En dat betekent, als ik het nou een beetje simpel zeg, dat je een heleboel tijd geeft aan het onnuttige; dat je een heleboel tijd geeft aan waar geen enkel resultaat van te verwachten is, geen betere wereld, geen betere mens, geen betere situatie. Dat het je echt duidelijk is, daar gaat het eigenlijk om, dat het je echt, echt duidelijk is dat het tot je moet komen, onaangediend, onverwacht, in zijn eigen tijd.
En daar heb je het woord ‘tijd’ weer, in zijn eigen tijd. Dat is ook voor ons een moeilijk begrip: in zijn eigen tijd. Want ook dat weet je niet, en toch moet je het een kans geven dat het zich in zijn eigen tijd voltrekt.
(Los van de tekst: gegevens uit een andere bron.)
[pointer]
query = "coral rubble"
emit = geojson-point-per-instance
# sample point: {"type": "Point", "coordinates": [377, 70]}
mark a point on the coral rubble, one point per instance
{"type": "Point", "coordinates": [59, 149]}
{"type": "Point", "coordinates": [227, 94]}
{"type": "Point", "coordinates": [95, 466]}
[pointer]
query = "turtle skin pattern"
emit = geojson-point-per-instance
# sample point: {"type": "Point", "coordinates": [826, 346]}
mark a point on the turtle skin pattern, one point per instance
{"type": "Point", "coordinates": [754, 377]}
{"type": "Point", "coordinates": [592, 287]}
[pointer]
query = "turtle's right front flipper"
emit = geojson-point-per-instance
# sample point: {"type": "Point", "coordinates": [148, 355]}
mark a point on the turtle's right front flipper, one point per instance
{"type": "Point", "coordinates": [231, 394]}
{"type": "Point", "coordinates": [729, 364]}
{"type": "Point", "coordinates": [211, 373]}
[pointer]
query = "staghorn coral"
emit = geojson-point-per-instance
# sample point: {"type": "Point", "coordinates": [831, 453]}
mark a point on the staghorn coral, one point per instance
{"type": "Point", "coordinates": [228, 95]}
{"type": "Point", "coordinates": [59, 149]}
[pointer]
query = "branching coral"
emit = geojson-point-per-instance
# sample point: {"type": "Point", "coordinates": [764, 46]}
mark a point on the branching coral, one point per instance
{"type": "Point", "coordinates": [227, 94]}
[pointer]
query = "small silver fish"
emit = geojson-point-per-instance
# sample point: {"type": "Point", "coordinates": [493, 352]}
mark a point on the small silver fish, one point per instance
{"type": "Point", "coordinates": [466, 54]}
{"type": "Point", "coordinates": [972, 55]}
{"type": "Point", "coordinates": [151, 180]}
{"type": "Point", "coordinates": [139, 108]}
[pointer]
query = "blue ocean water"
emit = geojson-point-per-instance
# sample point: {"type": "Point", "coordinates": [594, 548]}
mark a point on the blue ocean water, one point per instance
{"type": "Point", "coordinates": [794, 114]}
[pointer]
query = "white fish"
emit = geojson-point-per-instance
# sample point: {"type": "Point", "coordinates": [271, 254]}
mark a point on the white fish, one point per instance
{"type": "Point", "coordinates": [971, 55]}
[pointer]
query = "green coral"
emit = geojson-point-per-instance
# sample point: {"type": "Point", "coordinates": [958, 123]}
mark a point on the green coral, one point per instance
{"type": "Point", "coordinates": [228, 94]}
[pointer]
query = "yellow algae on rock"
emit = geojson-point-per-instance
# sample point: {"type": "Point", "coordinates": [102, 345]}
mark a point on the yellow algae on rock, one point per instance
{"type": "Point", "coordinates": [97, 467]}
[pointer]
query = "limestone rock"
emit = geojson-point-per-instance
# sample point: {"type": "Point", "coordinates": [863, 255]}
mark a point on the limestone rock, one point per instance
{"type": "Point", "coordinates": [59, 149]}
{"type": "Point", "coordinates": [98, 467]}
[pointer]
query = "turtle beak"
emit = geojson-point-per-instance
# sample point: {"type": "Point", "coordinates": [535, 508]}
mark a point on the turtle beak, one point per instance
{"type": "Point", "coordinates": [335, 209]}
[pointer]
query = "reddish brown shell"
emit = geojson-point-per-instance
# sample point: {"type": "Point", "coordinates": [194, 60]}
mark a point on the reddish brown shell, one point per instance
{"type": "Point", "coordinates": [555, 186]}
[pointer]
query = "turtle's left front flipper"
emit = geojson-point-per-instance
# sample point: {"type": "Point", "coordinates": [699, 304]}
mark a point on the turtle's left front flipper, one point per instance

Dat betekent dus alleen maar heel alert zijn. En als ik het woord ‘alert’ gebruik, dan kan dat misverstanden geven, het is niet die alertheid die wij kennen érgens voor, ergens om. Het is alert naar alle kanten, óók naar binnen.
En in die alertheid ga je belang stellen in wat er in je plaatsheeft, wat er écht in je plaatsheeft. En daarbij kan dat lichaam niet gemist worden, het lichaam hoort erbij. Het is niet een afdeling die je af en toe een beetje af kunt schroeven, en met het andere ding verdergaan. Dat is wat we normaal doen. Maar wat er altijd bijhoort.

Ik hoop dat jullie beseffen waar het om gaat. Want als je het echt beseft, zul je gaan. Als het vandaag niet is morgen, overmorgen of volgende week of volgend jaar of volgend leven. Maar als je echt beseft ga je, op een of ander moment.
En dat geeft je weer een aanwijzing waar het over gaat. Het gaat dus om dat echte beseffen. Het gaat niet om wanneer je tot uitvoering komt. Dat is het allereerste waar wij aan denken. Blijf bij dat beseffen! En dan kan er wat zinnigs gebeuren, al weet je niet hoe, wanneer. En dan ben je bij de bron.

Maar zodra je je weer gaat afvragen: ‘hoe moet ik dat nou doen, hoe moet ik nu gaan leven, wat moet ik met mijn relatie doen, wat moet ik met mijn werk doen,’ dan ben je weg, dan ben je alweer te ver. En dat betekent eigenlijk: te ver terug. Dan ben je weer in het voorlopige.
En het voorlopige volgt uit het eeuwige, en niet omgekeerd, het eeuwige volgt niet uit het voorlopige – al is er een heel duidelijk verband tussen het voorlopige en het eeuwige. Het eeuwige is zinloos zonder het voorlopige. Want in het voorlopige, in de schepping, in de realisatie, wordt het eeuwige zich bewust van zichzelf. Dat is de relatie.
En dat is heel belangrijk dat je dat ook ziet. Dat je dus niet denkt: nou ja, dat eeuwige heeft mij niet nodig…
Dat eeuwige heeft jou nodig. Daarom moet je het niet af laten weten, je moet het antwoorden, ‘Eli waar zijt gij?’
Er wordt een antwoord van jou verwacht. Maar dat wordt pas van belang in je leven als je weet, diep in voelt, dat er van jou een antwoord wordt verwacht; dat dat hetgene is waar het om draait.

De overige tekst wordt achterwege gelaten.